The Power of Proof: Reshaping Reimbursement Policies

This move by insurers is not an isolated event but rather a reflection of a larger trend in healthcare: the shift toward evidence-based reimbursement. Payors are no longer simply looking at the upfront cost of a product but are evaluating its total value, including its ability to improve outcomes and reduce long-term systemic costs, such as those associated with amputations, extended hospital stays, and chronic infections.

“We are seeing a clear shift in how payors evaluate biologic solutions,” Sigurjonsson noted. “Coverage decisions are increasingly grounded in clinical outcomes, practical applicability, and the ability to reduce downstream burden on the healthcare system. That is where fish‑skin grafts are resonating.”

By securing inclusion in policy frameworks informed by the BCBSA, Kerecis has unlocked a cascading effect. As individual Blue Cross Blue Shield plans—which collectively represent over 30 independent health insurers—begin adopting these updated policies, access will continue to multiply. This is strategically amplified by the growing enrollment in Medicare Advantage plans, which now cover over half of the Medicare population and often align their coverage criteria with their parent organization's commercial policies. In essence, a single commercial policy win can create a ripple effect, opening doors across both private and government-sponsored insurance segments.

This strategic foresight has positioned Kerecis as one of the top-two widest covered skin substitutes for diabetic foot ulcers, a remarkable achievement for a company leveraging a resource as unconventional as North Atlantic cod.

From Icelandic Waters to a Market Leader

Kerecis’s core innovation lies in its unique biological material and proprietary processing. Sourced from sustainably managed Icelandic fisheries, the skin of the Atlantic cod is remarkably similar in structure to human skin. Unlike mammalian-based products, which carry a risk of viral or prion disease transmission and often require harsh chemical processing that strips away natural components, Kerecis’s material is only gently processed.
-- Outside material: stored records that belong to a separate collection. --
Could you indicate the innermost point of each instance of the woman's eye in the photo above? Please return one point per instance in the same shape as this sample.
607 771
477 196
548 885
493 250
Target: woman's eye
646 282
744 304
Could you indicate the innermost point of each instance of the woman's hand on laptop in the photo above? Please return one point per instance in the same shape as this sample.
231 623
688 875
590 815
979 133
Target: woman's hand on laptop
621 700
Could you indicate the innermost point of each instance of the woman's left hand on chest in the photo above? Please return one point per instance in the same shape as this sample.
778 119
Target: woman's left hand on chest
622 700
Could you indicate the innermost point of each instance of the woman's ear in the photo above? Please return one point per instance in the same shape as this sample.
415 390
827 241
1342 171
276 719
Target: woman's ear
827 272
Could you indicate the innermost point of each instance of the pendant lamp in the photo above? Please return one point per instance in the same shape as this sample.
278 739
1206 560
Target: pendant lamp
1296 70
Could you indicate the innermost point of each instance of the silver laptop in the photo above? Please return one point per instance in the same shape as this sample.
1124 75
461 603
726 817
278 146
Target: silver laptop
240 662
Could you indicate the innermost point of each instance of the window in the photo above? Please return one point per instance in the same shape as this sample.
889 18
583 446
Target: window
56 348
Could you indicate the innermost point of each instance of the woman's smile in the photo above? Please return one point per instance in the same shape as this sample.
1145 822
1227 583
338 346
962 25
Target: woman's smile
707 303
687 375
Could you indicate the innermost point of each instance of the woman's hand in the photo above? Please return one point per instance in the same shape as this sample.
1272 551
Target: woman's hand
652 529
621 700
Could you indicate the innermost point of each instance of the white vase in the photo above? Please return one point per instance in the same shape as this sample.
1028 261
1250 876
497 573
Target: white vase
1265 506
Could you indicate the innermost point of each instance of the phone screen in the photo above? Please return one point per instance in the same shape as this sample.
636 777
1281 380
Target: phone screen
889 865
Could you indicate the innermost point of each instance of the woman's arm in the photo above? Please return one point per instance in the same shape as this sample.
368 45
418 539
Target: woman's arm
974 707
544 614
This gentle method, which uses renewable energy, preserves the fish skin's complex, three-dimensional architecture, natural strength, and beneficial molecules, including omega-3 fatty acids. When grafted onto a wound, this intact structure provides a scaffold for the patient's own cells to infiltrate and regenerate new, healthy tissue. It effectively serves as a blueprint for healing.

This technological advantage has allowed Kerecis to become the fastest-growing company in the U.s. xenograft biologics market. Its success was further bolstered by recent decisions from the Centers for Medicare & Medicaid Services (CMS). In late 2024, CMS confirmed Medicare coverage for Kerecis products for DFUs while simultaneously removing 189 other products from its covered list, effectively clearing the competitive field and rewarding companies with robust clinical backing. This regulatory tailwind, combined with the new commercial and Medicaid coverage, creates a powerful engine for market share expansion.

Kerecis's journey from a novel concept in Reykjavik to a market leader, now part of the global healthcare giant Coloplast, is a case study in strategic growth. By marrying a unique, sustainable technology with a disciplined, evidence-driven approach to market access, the company has not only built a strong business but has also fundamentally improved the standard of care for patients with the most challenging wounds.